Monday, March 16, 2009

rake invoke versus execute: a huge difference

Those more familiar with the intricacies of rake might already know this, but Rake::Task['taskname'].invoke and Rake::Task['taskname'].execute are very very different in how they behave w.r.t. dependencies and chaining.

First, here's a background example explaining how dependencies aren't run when using execute, but are always run when using invoke.

http://chrisroos.co.uk/blog/2007-12-06-ruby-rake-invoke-vs-execute

I additionally discovered that a task called using invoke will only run the *first* time you invoke it, not a second, third, or fourth time.

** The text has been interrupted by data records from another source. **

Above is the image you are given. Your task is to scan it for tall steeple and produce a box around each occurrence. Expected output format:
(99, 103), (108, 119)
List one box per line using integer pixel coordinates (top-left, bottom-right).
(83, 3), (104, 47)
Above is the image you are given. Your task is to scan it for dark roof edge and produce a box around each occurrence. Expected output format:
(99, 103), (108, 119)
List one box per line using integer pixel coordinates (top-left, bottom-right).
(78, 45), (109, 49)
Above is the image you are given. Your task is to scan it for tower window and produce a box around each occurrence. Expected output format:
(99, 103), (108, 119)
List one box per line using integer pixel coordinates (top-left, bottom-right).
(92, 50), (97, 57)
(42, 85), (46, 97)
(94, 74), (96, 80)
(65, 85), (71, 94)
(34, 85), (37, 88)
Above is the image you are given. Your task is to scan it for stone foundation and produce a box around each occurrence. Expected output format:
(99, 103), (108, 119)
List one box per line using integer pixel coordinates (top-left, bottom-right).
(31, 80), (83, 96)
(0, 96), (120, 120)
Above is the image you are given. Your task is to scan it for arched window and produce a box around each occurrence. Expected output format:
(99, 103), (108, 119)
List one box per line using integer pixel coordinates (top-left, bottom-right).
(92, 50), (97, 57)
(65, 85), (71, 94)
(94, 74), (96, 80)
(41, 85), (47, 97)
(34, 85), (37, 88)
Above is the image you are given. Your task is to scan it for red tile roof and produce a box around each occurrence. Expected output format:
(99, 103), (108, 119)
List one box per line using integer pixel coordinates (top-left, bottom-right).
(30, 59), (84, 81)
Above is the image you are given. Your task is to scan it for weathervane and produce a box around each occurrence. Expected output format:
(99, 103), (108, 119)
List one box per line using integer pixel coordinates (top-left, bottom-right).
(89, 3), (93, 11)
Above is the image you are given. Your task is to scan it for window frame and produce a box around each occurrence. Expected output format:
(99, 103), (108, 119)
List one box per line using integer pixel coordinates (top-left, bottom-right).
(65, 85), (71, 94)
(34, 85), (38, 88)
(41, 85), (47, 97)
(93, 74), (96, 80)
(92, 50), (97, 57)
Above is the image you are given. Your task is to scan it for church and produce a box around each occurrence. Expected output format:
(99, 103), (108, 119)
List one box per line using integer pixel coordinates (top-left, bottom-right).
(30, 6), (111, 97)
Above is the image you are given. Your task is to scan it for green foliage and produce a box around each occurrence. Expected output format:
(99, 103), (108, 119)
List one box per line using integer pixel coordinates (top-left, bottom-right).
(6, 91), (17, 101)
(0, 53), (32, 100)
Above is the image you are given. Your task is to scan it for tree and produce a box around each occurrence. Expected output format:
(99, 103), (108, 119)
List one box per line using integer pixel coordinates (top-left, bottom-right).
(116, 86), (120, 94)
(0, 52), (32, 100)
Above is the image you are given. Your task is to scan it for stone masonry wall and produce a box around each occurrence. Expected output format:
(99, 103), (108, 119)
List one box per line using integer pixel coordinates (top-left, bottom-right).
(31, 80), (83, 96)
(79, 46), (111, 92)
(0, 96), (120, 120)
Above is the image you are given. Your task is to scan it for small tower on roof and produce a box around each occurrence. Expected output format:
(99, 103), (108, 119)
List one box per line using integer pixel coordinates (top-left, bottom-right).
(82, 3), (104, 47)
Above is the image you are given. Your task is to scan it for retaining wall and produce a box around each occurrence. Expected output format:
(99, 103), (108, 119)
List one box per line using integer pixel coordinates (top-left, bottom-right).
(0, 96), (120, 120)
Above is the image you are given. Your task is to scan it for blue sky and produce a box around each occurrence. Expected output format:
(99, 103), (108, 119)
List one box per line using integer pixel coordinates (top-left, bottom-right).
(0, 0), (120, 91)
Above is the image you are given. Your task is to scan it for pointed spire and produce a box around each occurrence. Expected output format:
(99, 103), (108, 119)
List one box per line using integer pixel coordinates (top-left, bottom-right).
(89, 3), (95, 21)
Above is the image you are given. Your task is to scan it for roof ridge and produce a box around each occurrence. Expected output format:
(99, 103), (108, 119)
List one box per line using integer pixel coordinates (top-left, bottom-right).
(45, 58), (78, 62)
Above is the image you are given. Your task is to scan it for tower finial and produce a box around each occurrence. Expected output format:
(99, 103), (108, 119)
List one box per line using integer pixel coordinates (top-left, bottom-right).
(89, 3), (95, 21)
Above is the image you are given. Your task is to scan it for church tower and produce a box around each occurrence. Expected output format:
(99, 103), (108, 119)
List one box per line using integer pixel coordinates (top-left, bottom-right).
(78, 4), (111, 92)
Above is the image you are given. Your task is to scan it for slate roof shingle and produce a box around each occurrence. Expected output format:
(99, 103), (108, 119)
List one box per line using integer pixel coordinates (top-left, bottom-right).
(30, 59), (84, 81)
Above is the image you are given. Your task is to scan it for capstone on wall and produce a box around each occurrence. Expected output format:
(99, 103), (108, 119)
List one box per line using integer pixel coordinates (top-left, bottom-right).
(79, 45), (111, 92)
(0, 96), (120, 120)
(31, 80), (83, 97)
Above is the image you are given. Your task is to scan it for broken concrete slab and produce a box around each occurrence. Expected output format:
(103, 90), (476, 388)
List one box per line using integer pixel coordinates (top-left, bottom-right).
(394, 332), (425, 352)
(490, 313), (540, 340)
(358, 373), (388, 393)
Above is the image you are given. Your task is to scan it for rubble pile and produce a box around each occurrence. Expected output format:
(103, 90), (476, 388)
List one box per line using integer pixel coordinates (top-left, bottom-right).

In my particular case, I wrote a rake task to stop and start mysql on mac osx, and then used it within a number of other tasks. Each task, when I tested it individually ran fine, but when I tried to chain the series of tasks together, everything went horribly awry, and it looked as if mysql wasn't properly restarting. I went digging for why, and discovered that because I was using invoke on my task, the mysql stop and mysql start task was only running when I called it from the first of the chained tasks. Switching to execute resolved this problem.

Here's the example that demonstrates; note that the code for both invoke and execute tests try to run the stop/start sequence twice (stop/start/stop/start). In practice though, the first test with invoke only runs the stop/start sequence once, while the second with execute runs the stop/start sequence twice.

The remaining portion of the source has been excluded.